La lotta contro il coronavirus, retoricamente chiamata “guerra per la salute” da un numero crescente di governi, avrà effetti profondi nell’accelerare taluni mutamenti anche istituzionali già avvertibili in tutte le democrazie rappresentative e liberali. La crisi di questi sistemi politici ha cause sia oggettive che soggettive.
Tra le prime, va ricordato che l’aumento del welfare automaticamente diminuisce la solidarietà, sia interna che internazionale, aumentando gli egoismi e la paura di perdere i benefici di cui si gode. Inoltre, i social media consentono relazioni dirette fra i governanti e gli individui, neutralizzando i corpi intermedi e personalizzando la politica. Diminuisce così la razionalità della politica, a favore della rapidità delle decisioni e delle emozioni del momento. Tale tendenza è accelerata dagli inevitabili ritardi della presa di decisione nelle democrazie rappresentative.
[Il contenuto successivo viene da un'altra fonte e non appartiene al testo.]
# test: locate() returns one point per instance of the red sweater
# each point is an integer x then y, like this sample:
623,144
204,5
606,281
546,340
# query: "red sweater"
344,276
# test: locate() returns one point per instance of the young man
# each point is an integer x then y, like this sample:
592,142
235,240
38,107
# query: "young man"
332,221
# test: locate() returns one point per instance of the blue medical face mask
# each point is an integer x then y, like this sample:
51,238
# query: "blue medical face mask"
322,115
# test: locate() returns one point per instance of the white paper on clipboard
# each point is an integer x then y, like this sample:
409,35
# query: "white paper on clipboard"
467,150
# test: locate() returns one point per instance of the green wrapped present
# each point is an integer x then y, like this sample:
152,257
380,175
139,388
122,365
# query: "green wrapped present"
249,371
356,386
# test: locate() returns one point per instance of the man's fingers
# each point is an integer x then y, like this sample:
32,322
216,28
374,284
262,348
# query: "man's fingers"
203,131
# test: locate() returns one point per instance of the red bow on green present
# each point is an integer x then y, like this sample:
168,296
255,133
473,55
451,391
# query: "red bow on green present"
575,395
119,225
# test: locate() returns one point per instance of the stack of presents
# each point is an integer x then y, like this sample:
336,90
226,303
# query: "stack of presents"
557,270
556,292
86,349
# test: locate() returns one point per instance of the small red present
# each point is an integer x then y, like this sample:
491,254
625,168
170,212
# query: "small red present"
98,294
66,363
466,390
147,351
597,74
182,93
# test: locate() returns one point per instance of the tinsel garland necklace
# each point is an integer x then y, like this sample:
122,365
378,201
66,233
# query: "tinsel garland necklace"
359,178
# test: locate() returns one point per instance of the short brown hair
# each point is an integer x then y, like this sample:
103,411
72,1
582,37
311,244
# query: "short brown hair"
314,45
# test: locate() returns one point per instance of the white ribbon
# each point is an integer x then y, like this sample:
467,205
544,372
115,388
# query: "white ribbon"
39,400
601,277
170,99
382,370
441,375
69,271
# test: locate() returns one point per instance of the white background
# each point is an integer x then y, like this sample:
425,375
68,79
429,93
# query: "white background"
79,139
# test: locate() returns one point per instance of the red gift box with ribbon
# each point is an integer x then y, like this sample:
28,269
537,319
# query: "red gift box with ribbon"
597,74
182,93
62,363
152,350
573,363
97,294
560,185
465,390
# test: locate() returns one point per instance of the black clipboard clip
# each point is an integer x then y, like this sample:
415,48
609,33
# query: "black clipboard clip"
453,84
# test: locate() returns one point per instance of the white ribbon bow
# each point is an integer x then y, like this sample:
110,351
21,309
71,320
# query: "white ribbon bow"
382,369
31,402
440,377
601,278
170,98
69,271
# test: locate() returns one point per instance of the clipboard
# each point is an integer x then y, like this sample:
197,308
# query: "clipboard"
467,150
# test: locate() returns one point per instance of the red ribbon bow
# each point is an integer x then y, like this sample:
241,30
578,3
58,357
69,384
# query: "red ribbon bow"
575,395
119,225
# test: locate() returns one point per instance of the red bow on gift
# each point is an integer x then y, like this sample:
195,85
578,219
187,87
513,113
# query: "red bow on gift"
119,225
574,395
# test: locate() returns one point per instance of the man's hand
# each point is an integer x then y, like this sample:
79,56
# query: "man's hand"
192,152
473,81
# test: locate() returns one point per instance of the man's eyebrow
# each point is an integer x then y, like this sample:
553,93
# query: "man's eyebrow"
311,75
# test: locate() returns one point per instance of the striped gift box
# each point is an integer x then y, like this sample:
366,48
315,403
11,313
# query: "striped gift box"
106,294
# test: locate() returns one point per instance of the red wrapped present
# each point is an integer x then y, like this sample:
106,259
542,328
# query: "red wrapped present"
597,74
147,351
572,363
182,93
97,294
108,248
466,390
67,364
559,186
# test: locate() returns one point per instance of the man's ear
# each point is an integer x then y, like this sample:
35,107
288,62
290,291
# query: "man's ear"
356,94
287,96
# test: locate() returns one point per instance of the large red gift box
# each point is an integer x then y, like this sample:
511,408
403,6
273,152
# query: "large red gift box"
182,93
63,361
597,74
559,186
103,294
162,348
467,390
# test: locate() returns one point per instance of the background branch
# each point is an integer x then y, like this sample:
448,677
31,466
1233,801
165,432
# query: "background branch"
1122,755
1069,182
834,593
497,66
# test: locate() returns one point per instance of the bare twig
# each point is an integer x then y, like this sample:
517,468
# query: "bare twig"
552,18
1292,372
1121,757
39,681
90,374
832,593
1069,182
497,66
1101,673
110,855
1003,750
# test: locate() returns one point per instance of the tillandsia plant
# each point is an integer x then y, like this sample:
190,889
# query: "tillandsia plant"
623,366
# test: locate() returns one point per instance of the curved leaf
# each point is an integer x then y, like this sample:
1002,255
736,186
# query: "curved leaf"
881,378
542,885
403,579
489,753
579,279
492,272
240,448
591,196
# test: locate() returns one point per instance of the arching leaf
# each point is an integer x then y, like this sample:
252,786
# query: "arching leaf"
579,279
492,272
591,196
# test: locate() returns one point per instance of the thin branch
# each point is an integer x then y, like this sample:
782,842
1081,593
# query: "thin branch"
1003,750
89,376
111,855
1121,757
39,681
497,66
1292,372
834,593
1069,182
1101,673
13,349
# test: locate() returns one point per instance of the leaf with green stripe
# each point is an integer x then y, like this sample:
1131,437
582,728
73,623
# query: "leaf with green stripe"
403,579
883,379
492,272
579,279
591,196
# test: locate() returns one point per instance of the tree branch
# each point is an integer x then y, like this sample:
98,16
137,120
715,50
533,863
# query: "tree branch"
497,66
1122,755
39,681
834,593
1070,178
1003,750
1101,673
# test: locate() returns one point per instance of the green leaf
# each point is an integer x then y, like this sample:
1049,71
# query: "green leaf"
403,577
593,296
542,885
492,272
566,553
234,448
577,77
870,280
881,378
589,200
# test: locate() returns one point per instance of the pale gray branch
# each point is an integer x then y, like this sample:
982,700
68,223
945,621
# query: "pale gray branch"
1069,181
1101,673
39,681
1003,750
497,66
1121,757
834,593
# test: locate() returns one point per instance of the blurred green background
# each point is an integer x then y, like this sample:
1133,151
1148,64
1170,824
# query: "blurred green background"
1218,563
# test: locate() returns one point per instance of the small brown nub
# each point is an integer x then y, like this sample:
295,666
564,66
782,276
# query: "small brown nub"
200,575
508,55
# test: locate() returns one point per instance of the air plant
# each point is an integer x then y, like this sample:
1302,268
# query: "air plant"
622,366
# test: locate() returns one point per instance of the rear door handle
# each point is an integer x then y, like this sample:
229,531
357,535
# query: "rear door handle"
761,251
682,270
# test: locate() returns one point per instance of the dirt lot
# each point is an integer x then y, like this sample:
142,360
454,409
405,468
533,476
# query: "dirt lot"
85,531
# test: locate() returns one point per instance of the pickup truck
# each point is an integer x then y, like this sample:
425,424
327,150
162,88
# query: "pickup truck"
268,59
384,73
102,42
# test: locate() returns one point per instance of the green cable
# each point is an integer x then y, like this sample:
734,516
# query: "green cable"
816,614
Nel contempo, generale è la tendenza in tutto l’Occidente di limitare la privacy e le libertà individuali. Basti pensare al controllo dei telefoni mobili dei cittadini contagiati dal virus, assegnato in Israele ai Shin Bet cioè al controspionaggio, ma praticato da molti paesi (compresa l’Italia) per controllare il rispetto delle restrizioni poste ai movimenti fuori casa, previste dalle regole governative.
Il termine “guerra” è stato certamente impiegato proprio per giustificare tali misure eccezionali, necessarie per fronteggiare una situazione eccezionale, oltre che per contribuire con la sua carica emotiva a mobilitare l’opinione pubblica. Va notato che il termine non era stato impiegato per la lotta al terrorismo, anche se essa, come il coronavirus, implicava una mobilitazione generale della popolazione. Ma allora in trincea non erano tutti i cittadini, bensì solo le forze di sicurezza. Siamo ora di fronte a una forma di democratizzazione della lotta contro un nemico comune, sconosciuta nel passato e resa possibile dai social media.
Le epidemie attuali hanno caratteristiche molto diverse da quella del passato, “spagnola” inclusa. Lo sviluppo scientifico in campo sanitario riduce il numero dei morti. L’esplosione delle informazioni disponibli a tutti, e simultaneamente l’espulsione del concetto di morte dalle opulente società del welfare, accrescono il rifiuto dell’incertezza e le paure collettive. Quindi, la ricerca di leader salvifici, che riescano a rassicurare. Di qui l’importanza cruciale della comunicazione istituzionale, settore in cui il nostro Paese ha combinato grossi pasticci e palesato forti carenze – in “buona compagnia” con molti altri.